Two reasons that my Olympic boycot could be slightly difficult
The amazingly amusing statements coming out of the Chinese media are just too good to resist:
The People’s Daily, a newspaper controlled by the ruling communist party, has made the rather bold declarations that last night’s opening ceremony is a “potential turning point in world history” and “will become an important page in the history of world civilisation”.
Meanwhile The China Daily (with information courtesy of official Chinese news agency Xinhua) reports that:
Beijing fired over 1,000 rain dispersal rockets on Friday evening to blow away rain clouds for the smooth opening ceremony of the 29th Olympic Games at the National Stadium, confirmed the local observatory on Saturday morning.
It was the largest rain dispersal operation in China, and the first time that such technology has been used to ensure the weather condition for Olympic opening, said Chinese meteorologists.
“We fired a total of 1,104 rain dispersal rockets from 21 sites in the city between 4:00 p.m. and 11:39 pm on Friday, which successfully intercepted a stretch of rain belt from moving towards the stadium,” said Guo Hu, head of the Beijing Municipal Meteorological Bureau
Apparently the weather bureau had forecasted rain which leads me to wonder why, if they were so confident of their technological achievements, they didn’t issue a forecast of “it would rain, but we’ll make sure it doesn’t”, and why we have only been told about the 1,104 rain dispersal rockets after the event.
Perhaps this perplexing sentence explains it:
“Under such a weather condition, a small bubble in the rain cloud would have triggered rainfall, let alone a lightening,” said Guo, whose team had monitored the movement of the rain cloud heading for Beijing from 7:20 am Friday.
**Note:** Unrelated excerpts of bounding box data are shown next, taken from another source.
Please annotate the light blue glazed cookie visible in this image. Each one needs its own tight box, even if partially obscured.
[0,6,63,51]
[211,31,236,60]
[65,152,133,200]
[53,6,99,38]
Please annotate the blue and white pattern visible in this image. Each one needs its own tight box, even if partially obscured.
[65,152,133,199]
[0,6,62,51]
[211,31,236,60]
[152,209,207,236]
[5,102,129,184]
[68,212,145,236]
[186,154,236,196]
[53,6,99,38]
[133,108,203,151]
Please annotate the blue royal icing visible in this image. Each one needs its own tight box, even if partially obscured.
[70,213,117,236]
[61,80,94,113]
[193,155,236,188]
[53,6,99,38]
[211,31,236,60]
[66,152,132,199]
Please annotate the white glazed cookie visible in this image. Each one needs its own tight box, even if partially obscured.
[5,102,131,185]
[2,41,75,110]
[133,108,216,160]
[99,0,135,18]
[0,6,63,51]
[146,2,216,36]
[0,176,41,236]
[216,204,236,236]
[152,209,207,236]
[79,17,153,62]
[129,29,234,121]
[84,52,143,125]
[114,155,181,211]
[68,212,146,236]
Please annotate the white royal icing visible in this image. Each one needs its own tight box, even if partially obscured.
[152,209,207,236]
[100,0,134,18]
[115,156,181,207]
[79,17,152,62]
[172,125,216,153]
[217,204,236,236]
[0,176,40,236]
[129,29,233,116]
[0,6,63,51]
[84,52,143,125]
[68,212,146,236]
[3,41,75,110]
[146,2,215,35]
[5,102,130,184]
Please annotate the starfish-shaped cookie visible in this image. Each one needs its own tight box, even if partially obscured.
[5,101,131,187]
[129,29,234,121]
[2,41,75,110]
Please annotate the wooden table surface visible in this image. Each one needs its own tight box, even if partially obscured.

With English skills as excellent as those, a forecast of “rain avoided due to rain dispersal rockets” would probably have come out as “fire of rockets raining away” which could very easily have alarmed the international media who had already reported on a terrorist threat against the opening ceremony.
As much as I really don’t care about the actual sporting events of the Olympics, I have to admit that the reporting of it and the bizarre stories being produced by China’s bizarre media are most enthralling.